Please note that $y_{red}$ is the Probabality that the outcome will be red. If we use numbers instead of this red, blue , green and black then it will be a bit more generalized. So we will have weights like $w_{0,0},w_{0,1}, w_{0,2} $..... to all the way upto $w_{3,2},w_{3,3}$
Which essentially means we will have 4 sets of 5 weights each and similarly 4 biases one for each outcome.

Following code is intentionally very raw and does not use many of the Pytorch constructs we saw above, for example nn.Linear or OOP. Hopefully it gives a better insight into what is exactly happening inside.

import numpy as np
from sklearn import preprocessing
from sklearn.metrics import accuracy_score

x_data = np.float32(np.random.rand(20000,5)*10)

# This is our actual classifier function that decides one of the 4 possible states
# based on some logic which is not that simple but follows some logic

def synthesize_output(input):
    if ( input[0] > 5):
        return "red"

    if ( input[1] + input[2]) > 10:
        return "blue"

    if ( input[1] * 2 ) < 7 :
        return "red"
    if ( input[4] > input[0]):
        return "black"

    if (input[2] < 3):
        return "green"
    if (input[3] - input[2]) > 1 :
        return "green"
    else:
        return "black"

y_data = np.array([synthesize_output(row) for row in x_data]).reshape(-1,1).flatten()

# Our labels are strings like "red","blue","green","black"
# So let us use labelEncoder to convert these string values into numbers

le = preprocessing.LabelEncoder()
le.fit(y_data)
y_labels = le.transform(y_data)

# So even if the actual label is like "red" it will become something like 3 after label encoding
# check it yourself
print(f'Actual Label[0]={y_data[0]} After Label Encoding = {y_labels[0]}')

import torch
import torch.nn.functional as F


# Randomly initialize weights W
W = torch.randn(5, 4)
W.requires_grad_()

# Initialize bias b as 0s and specify that we do want Pytorch
# automatically compute th gradient everytime we do any operation on b
b = torch.zeros(4, requires_grad=True)

# We will use the SGD Optimizer here with a learning rate of 0.1
optimizer = torch.optim.SGD([W,b], lr=0.01)

# Let us split the training data and test data
# we will use the first 19500 as training data and the last 500 as the test data
train_x = x_data[:19500]
train_y = y_labels[:19500]


# convert the training data to a tensor first
x_tr = torch.from_numpy(train_x)
y_tr = torch.from_numpy(train_y)

# how do we decide the number of epochs?

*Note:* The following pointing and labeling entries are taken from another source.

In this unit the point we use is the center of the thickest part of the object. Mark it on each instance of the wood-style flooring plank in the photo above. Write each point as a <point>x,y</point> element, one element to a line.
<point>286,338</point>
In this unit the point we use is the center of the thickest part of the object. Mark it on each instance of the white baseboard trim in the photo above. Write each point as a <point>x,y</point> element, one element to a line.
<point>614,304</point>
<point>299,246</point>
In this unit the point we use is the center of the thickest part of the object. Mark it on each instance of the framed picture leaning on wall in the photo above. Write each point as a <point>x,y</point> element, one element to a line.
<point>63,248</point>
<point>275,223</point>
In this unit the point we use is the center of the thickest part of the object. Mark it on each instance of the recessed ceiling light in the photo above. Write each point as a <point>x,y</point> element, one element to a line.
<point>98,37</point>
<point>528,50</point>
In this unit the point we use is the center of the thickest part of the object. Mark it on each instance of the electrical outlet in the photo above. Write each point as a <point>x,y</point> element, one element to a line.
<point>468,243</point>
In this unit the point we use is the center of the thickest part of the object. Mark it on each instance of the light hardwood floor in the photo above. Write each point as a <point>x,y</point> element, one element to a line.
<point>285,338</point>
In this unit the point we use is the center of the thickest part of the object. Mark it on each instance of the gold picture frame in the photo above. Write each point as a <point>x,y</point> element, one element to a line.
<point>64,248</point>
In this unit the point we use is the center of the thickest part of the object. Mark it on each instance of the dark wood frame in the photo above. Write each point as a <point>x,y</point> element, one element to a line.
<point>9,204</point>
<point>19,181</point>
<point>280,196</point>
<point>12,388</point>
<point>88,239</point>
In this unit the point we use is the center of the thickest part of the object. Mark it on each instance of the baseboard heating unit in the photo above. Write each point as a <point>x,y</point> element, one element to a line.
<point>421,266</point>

Black Art ?
for iter in range(1,201):
    for mb in range(1,19500,100):
        # Zero out the gradients
        optimizer.zero_grad()

        # Forward pass
        y = torch.relu(torch.matmul(x_tr[mb:(mb+100)], W) + b)

        # As we know that these are really the probabilities of the input belonging to class "red", "blue" etc,
        # hence these values must be in the range of 0 to 1.
        # One typically uses the softmax function from the torch.nn.functional
        # But we can use something better than that i.e. cross_entropy function which internally already uses softmax
        cross_entropy = F.cross_entropy(y, y_tr[mb:(mb+100)].long())

        # Backward pass
        cross_entropy.backward()
        optimizer.step()
    if (iter % 50 == 0):
        print(f"Iter: {iter} Loss: {cross_entropy.item()}")


# How to interpret the results
# Let us randomly examine the fifth label and the predicted label
print(f'Verify Results randomly \n\nActual Label[5]: {y_data[5]} \nAfter Label Encoding: {y_labels[5]}')

# What is predicted by out model
y_5 = torch.relu(torch.matmul(x_tr[5], W) + b)
print(f'Predicted Probabalites for input[5]: {y_5}')

# agrmax function returns the index of the highest value
print(f'Prediction for input[5]:  {torch.argmax(y_5)}')

if (y_labels[5] == torch.argmax(y_5)):
    print("\nLooks like we got it right!!")
else:
    print("\nOops !! We did not get it right.")


# Instead of checking one by obe let us Test all the remaining 500 records
# since the model is already trained we do not need to auto compute the gradient here  hence no_grad

# Our Testing Data
X_test = x_data[19500:20000]
x_test = torch.from_numpy(X_test)

with torch.no_grad():
        # Forward pass
        y_test = torch.matmul(x_test, W) + b

        # the one with the highest probability is the answer
        y_predicted_labels = torch.argmax(y_test, dim=1)


        expected_test_labels = y_labels[19500:20000]
        print("\nOverall Accuracy for testing Data : ", accuracy_score(expected_test_labels, y_predicted_labels))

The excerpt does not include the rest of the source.